4. By July 31, 2015, Rev 973 is required to provide each PRP with a settlement demand. PRPLO-1 includes provisions to mediate the terms of a settlement with a deadline for reaching a settlement by January 29, 2016.
5. PRPLO-1 also includes provisions to allow PRPs that believe they were wrongly named or that have dissolved or become bankrupt or insolvent to seek a voluntary dismissal. Requests for voluntary dismissals using this procedure must be submitted within 30 days of entry of PRPLO-1 or appearance in the case, whichever is later.

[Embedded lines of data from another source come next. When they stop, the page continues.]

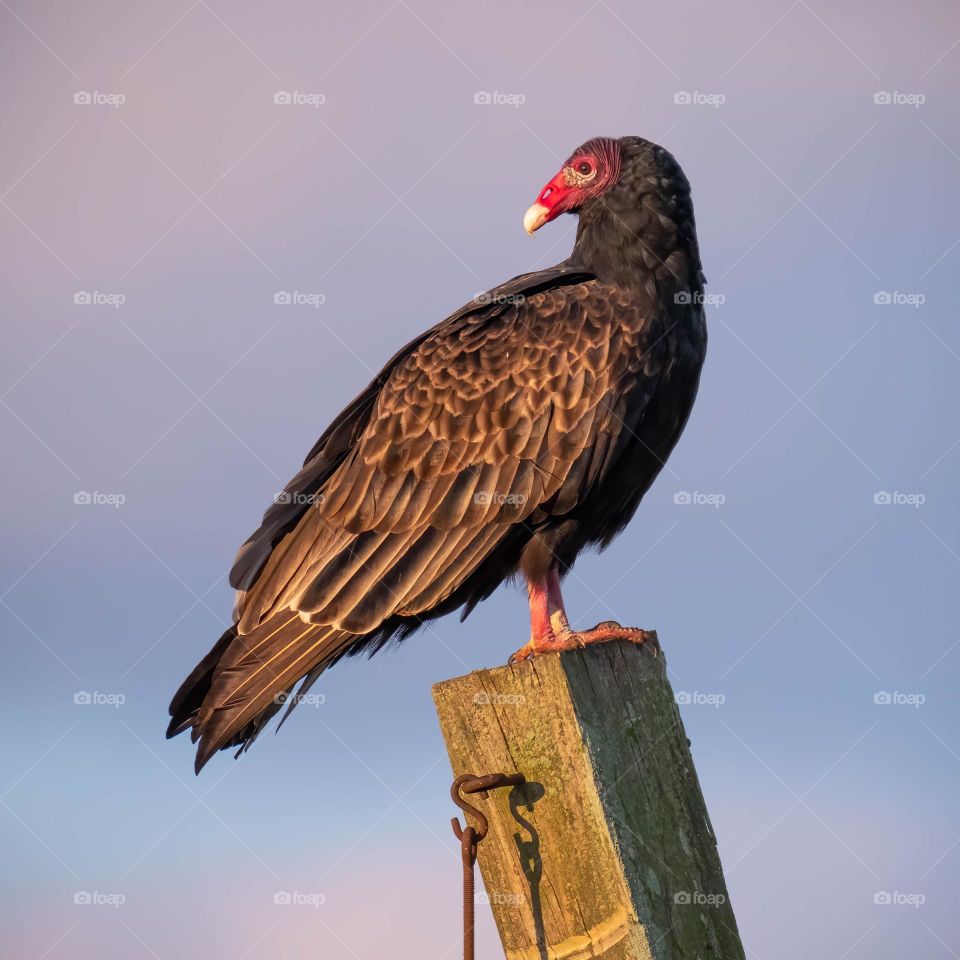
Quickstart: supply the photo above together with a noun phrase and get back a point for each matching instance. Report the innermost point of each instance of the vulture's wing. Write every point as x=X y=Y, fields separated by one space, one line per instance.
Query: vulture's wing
x=503 y=416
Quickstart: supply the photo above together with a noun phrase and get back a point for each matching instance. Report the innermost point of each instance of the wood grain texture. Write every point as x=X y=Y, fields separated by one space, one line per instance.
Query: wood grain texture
x=608 y=850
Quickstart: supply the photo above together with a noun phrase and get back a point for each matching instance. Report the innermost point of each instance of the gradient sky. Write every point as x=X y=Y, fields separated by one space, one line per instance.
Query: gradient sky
x=797 y=599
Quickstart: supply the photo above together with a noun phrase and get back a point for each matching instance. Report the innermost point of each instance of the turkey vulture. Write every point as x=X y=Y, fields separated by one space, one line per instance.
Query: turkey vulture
x=523 y=428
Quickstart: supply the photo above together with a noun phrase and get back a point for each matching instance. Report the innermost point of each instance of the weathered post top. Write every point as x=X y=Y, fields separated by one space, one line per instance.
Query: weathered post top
x=607 y=850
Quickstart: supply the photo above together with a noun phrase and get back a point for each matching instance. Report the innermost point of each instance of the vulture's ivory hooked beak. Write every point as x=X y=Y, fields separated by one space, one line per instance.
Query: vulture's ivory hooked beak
x=535 y=218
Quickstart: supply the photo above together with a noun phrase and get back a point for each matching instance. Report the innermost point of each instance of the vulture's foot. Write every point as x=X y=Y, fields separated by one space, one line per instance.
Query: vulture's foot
x=554 y=642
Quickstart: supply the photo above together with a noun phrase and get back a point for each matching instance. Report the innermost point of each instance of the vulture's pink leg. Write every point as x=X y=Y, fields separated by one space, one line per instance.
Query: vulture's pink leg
x=550 y=630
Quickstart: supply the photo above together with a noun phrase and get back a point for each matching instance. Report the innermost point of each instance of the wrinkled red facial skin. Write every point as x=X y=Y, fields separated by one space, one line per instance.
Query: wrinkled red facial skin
x=567 y=191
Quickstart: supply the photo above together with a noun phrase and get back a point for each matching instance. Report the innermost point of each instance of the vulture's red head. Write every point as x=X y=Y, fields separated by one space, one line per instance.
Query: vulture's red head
x=587 y=174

In the event that parties are unable to reach an agreement on voluntary dismissal, PRPLO-1 sets out procedures governing the filing of appropriate motions.
6. Rev 973 and PRPs that do not agree to settle by January 29, 2016, are required to hold an FRCP Rule 26 conference to meet and confer regarding a proposed PRP Litigation Order No. 2 that would govern procedures for active litigation of the case and to lodge the proposed order with the court by March 31, 2016.
Rev 973 opposed entry of PRPLO-1, and it has not yet been entered by the court, although the parties are attempting to proceed as generally contemplated by the proposed order. Rev 973 is not expected to meet the deadlines for providing the manifest packages and settlement offers.